MySQL Pessimistic Lock
Using row‑level locks to update a counter yields ~200 TPS with ~5 ms per update, insufficient for large‑scale financial traffic.
Queue‑Based Asynchronous Processing
Transactions are cached, then persisted via a message queue with multi‑copy and disk‑write guarantees. Although this supports high concurrency, it introduces complexity: cache refresh must recompute thresholds, and a deduplication table is needed to avoid double processing.
Redis Cache + Lua Script
Insert operations are cheap; the bottleneck is balance updates. The solution caches quota information per provider in Redis and performs atomic check‑and‑decrement using a single‑threaded Lua script. Successful checks insert a DB record; a background job later aggregates these records back to the DB.
Cache keys follow the pattern funder_hotspot_limit_khash_{funderId} . Cache refresh calculates the usable quota as threshold - (db_used + pending_db) , then atomically updates the Redis hash.
The control flow (dark nodes = application logic, light nodes = Lua script) ensures no overselling while maintaining high throughput. Tests on a machine with Redis 6.2.2 and MySQL 5.6 show the combined cache‑check‑insert pattern can sustain tens of thousands of TPS under heavy load.

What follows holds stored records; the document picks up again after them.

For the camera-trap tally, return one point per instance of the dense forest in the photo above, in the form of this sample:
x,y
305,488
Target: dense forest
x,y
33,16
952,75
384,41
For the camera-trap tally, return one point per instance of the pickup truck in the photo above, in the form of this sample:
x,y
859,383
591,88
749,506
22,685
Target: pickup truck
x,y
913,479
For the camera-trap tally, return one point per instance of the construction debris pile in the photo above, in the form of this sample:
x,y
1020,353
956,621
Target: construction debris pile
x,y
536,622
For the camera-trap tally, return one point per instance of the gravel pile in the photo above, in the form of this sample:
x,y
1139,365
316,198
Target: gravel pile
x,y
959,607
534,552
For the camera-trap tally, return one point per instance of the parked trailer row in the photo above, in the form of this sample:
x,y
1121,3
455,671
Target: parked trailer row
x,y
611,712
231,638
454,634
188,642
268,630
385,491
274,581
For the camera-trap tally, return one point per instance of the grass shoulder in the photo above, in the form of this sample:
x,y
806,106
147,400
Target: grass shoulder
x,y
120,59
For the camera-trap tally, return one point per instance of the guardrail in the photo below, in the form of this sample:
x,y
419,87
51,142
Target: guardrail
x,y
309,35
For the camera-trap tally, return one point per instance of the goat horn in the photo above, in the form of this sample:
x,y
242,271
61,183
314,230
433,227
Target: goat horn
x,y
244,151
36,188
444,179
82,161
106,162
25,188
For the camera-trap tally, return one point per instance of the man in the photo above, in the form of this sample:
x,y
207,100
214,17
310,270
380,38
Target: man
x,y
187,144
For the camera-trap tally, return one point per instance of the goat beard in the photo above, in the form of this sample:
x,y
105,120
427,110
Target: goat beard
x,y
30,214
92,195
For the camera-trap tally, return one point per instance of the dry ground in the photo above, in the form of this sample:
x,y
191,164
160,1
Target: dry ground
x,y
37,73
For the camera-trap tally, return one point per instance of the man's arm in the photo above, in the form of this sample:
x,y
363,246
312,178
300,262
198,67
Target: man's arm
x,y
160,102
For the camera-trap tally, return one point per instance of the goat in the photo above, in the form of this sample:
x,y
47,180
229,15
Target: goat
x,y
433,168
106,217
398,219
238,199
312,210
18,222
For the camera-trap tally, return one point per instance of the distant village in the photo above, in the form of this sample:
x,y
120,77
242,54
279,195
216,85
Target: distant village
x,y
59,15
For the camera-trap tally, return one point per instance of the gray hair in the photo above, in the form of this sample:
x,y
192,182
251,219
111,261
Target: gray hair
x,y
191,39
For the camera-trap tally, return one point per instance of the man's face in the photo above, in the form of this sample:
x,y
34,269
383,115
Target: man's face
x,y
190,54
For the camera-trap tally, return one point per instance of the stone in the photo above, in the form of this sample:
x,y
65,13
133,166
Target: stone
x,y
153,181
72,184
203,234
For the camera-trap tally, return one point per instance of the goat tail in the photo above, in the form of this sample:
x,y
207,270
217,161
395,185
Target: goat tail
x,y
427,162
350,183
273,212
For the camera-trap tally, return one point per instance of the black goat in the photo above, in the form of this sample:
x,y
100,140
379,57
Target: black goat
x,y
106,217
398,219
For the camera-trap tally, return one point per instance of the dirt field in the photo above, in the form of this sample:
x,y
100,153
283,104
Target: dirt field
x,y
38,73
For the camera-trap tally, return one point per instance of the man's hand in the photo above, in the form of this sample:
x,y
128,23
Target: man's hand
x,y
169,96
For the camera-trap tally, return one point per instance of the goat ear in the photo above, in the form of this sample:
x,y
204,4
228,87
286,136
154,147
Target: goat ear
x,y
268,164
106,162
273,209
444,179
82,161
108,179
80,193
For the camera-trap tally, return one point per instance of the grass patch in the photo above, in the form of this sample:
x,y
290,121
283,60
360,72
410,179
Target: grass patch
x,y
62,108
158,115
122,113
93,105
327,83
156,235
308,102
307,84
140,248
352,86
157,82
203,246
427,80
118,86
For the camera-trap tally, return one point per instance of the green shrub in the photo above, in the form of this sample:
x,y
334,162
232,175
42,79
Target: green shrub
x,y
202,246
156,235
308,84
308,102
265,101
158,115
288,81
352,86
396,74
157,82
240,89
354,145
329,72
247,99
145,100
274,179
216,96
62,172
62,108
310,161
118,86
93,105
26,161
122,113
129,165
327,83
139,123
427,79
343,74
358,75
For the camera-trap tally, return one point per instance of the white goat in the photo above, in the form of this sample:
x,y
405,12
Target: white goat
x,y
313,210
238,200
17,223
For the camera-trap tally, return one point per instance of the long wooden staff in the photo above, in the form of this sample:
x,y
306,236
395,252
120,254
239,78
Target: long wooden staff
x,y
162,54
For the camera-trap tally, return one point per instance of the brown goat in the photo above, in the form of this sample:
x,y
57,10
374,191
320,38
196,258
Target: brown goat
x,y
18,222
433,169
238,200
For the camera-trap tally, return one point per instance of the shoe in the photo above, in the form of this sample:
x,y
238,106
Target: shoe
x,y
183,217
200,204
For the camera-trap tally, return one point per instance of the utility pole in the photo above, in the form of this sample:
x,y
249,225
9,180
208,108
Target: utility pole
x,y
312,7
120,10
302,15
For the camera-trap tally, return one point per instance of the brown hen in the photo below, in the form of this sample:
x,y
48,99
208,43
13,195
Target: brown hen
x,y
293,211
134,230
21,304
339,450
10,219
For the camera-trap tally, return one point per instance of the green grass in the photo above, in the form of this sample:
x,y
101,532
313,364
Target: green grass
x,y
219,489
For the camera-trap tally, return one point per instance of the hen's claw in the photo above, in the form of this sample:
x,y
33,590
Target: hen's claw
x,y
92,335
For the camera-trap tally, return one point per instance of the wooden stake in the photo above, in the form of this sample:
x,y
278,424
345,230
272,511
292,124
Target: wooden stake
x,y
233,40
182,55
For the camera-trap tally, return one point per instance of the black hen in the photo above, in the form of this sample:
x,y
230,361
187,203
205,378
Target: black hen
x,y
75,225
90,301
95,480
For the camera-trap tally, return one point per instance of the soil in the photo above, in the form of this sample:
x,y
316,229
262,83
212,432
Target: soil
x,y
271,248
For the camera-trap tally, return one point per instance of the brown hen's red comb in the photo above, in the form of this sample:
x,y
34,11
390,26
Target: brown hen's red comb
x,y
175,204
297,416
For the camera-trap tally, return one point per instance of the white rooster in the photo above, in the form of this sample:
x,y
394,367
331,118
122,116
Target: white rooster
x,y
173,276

Application and Monitoring
After functional and performance testing, the solution met all requirements: flexible rule configuration, precise loan‑quota control, and high‑throughput processing. To guard against rule mis‑configurations, metrics such as rule‑rejection count and match count are collected and visualized via Prometheus, with alerts for abnormal spikes.
Conclusion and Outlook
The deployed engine routes loan orders across multiple markets, offering flexible rule configuration, strong extensibility, and precise multi‑dimensional control without any overselling. The rule‑decision approach can be applied to other risk‑control scenarios (e.g., SMS/notification gating), while the hot‑spot cache solution is useful for high‑concurrency payment or marketing controls. Future work includes packaging rules as reusable rule‑packs for easier business activation.